4.3. Recovery is not via a gasping mechanism
It was reported earlier that gasping does not appear to play
a role in autoresuscitation from hypothermia-induced respiratory arrest in neonatal rats (Tattersall and Milsom, 2003). This
was not unexpected since there is considerable evidence to indicate that neonatal mammals do not suffer from hypoxia during
hypothermia-induced respiratory arrest (Hill, 2000). This was also
true in the present study. The first breath after re-warming was significantly longer, but not significantly larger than breaths taken at
the same temperature during cooling. As a result, the air flow rate
(as assessed by the slope of VT /TI ) of the first breath upon rewarming
was significantly lower than that of a normal breath indicating that,
rather than gasps, these breaths were more like sighs. Thus, our data
support the observation that gasping in neonatal and juvenile rats
and hamsters does not appear to play a role in autoresuscitation
upon re-warming. It also indirectly suggests that O2 uptake and
transport were maintained during the periods of respiratory arrest
and that the animals did not become anoxic.
4.4. Adaptive significance of cold tolerance and autoresuscitation
for young mammals
While the timeframe over which the ability to autoresuscitate
is lost does not correspond to the sensitive period in respiratory
development shown by others around P10–12 (Wong-Riley and Liu,
2008), there does appear to be a correlation between the ability
to recover from hypothermic respiratory arrest and thermoregulatory capacity. The loss of the ability to autoresuscitate in rats
and hamsters occurs as juveniles develop adult type homeothermy.

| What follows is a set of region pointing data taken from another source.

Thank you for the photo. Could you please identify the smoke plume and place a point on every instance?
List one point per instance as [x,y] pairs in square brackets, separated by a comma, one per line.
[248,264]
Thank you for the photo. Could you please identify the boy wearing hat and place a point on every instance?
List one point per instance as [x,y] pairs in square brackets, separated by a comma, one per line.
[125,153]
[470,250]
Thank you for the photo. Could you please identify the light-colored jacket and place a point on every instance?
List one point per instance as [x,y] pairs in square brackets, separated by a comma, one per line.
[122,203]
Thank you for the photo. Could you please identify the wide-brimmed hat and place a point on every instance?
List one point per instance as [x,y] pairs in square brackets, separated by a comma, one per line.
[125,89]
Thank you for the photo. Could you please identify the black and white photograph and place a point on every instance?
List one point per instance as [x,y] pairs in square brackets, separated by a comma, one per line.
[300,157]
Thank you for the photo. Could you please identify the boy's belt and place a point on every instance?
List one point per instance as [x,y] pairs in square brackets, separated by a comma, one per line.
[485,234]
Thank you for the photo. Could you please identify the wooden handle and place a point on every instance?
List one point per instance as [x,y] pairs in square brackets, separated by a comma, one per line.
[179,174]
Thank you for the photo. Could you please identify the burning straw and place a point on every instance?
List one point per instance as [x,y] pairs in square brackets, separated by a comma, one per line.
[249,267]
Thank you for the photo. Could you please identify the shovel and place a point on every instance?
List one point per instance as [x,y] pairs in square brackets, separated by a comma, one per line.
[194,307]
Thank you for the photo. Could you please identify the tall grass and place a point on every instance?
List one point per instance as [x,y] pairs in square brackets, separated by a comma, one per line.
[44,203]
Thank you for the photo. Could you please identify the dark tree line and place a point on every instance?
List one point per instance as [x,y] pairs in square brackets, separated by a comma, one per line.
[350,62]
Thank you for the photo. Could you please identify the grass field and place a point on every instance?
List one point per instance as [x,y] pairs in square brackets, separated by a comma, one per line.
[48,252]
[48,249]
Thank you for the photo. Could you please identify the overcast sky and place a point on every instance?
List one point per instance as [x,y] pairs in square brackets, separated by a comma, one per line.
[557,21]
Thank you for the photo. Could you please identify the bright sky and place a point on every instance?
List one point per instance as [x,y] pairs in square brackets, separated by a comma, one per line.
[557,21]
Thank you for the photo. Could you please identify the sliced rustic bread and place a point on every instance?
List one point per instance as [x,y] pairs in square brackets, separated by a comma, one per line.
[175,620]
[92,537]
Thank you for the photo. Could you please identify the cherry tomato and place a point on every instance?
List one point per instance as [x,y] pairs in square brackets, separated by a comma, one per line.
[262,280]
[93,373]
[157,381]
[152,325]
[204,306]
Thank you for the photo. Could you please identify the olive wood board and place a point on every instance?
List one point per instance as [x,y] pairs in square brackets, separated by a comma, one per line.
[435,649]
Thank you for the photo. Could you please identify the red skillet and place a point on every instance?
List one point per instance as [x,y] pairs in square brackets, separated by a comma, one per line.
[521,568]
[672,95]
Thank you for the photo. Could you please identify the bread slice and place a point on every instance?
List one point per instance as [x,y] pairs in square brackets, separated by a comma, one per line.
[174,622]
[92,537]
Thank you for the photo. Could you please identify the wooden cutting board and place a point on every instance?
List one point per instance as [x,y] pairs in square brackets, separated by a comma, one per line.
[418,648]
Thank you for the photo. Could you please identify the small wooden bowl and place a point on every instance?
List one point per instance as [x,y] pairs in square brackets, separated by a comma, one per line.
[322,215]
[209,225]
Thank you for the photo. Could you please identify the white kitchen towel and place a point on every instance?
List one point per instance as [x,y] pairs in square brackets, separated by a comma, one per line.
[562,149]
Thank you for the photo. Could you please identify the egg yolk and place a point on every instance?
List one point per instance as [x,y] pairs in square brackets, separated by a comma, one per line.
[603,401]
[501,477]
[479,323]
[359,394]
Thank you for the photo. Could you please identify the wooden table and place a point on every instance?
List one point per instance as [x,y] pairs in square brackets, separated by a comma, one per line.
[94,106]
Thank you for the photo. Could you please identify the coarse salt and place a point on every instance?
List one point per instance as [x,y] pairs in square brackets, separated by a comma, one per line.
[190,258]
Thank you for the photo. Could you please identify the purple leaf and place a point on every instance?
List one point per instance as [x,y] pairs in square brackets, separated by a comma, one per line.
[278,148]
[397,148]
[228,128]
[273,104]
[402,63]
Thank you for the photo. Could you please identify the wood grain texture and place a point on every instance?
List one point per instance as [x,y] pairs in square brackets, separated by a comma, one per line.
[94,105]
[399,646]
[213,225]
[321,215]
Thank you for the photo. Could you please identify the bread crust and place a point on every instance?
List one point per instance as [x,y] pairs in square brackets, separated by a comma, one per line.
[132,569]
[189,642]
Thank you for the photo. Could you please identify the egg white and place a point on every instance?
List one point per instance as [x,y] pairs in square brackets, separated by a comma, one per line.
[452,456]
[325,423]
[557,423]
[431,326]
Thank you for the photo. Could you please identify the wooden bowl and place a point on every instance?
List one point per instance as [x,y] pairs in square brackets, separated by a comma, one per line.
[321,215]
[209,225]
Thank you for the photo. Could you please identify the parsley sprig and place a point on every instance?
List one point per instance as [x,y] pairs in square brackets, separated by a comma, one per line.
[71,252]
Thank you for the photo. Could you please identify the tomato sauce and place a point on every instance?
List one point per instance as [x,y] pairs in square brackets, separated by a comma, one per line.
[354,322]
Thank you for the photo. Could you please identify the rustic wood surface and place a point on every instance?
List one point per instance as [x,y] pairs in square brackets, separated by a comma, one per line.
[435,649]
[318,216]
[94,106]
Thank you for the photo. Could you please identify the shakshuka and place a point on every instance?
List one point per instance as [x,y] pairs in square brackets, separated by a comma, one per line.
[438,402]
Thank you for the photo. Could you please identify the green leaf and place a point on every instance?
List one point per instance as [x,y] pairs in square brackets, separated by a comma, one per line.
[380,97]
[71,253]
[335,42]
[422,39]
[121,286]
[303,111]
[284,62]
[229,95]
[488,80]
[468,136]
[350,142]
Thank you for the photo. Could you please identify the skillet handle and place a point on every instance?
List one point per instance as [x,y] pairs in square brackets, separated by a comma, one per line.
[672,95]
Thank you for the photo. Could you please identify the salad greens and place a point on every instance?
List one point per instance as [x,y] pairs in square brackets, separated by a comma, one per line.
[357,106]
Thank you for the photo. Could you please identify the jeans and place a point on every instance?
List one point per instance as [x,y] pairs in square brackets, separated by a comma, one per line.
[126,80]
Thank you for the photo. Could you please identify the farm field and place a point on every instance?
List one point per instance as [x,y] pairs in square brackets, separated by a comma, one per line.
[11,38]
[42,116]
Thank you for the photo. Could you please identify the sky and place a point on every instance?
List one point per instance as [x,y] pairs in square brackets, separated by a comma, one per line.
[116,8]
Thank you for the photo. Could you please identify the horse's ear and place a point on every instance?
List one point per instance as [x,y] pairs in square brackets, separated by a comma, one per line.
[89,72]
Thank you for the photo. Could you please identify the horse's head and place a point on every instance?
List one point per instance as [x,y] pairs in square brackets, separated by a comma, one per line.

Prior to 15–17 days of age neither rats nor hamsters are capable of
maintaining TB in room temperature air (Fairfield, 1948; Sokoloff
et al., 2000; Spiers and Adair, 1986). By ∼20 days of age in rats
and ∼28 days in hamsters, pups are able to thermoregulate about
as well as adults, despite being much smaller (∼30% of their adult
weight). Thus the ability to autoresuscitate is lost in these animals
at approximately the same point in development that they gain
the ability to thermoregulate and avoid low TB . These changes in
thermoregulatory capacity are also consistent with the differences
seen in cold tolerance. Rat neonates were less cold tolerant and
showed no change over the time frame studied here while hamster neonates showed a better cold tolerance that increased early
in development. In this regard, neonatal rats exhibit moderate thermogenesis and are efficient huddlers (Blumberg, 1997; Sokoloff
and Blumberg, 2002). Neonatal hamsters, on the other hand, lack
endothermy during their first 12 post-natal days, after which they
begin to exhibit brown adipose tissue and shivering thermogenesis (Blumberg, 1997). Huddling behaviour often helps to maintain
body temperature, however this is rarely effective in hamsters
257
during exposure to cold until after the first week of life (Sokoloff
and Blumberg, 2002).
5. Conclusions
In summary, hypothermia in developing rats and hamsters led
to a progressive slowing of heart rate while breathing frequency
was roughly maintained down to a TB of ∼20 ◦ C. Beyond this point
fR also fell progressively. Cold tolerance, defined here as the TB at
which breathing arrested/restarted did not change in rat neonates
over the period studied while the ability to autoresuscitate from
hypothermic respiratory arrest was lost in rats between P14 and
P20. These data indicate that in rats, the mechanisms maintaining respiration down to low temperature were not changing, but
the processes that initiate breathing during rewarming was. This
further suggests that the loss of cold tolerance and the ability to
autoresuscitate in rats are not linked. In contrast, the cold tolerance
of hamsters increased until P26–28 while the ability to autoresuscitate was retained into adulthood, though continued heartbeat was
imperative for successful autoresuscitation. Additionally, hamsters
were consistently more cold tolerant than rats. Gasping did not
appear to play a role in autoresuscitation suggesting that severe
hypoxia does not develop during 10 min of hypothermic respiratory
arrest in juvenile rats and hamsters.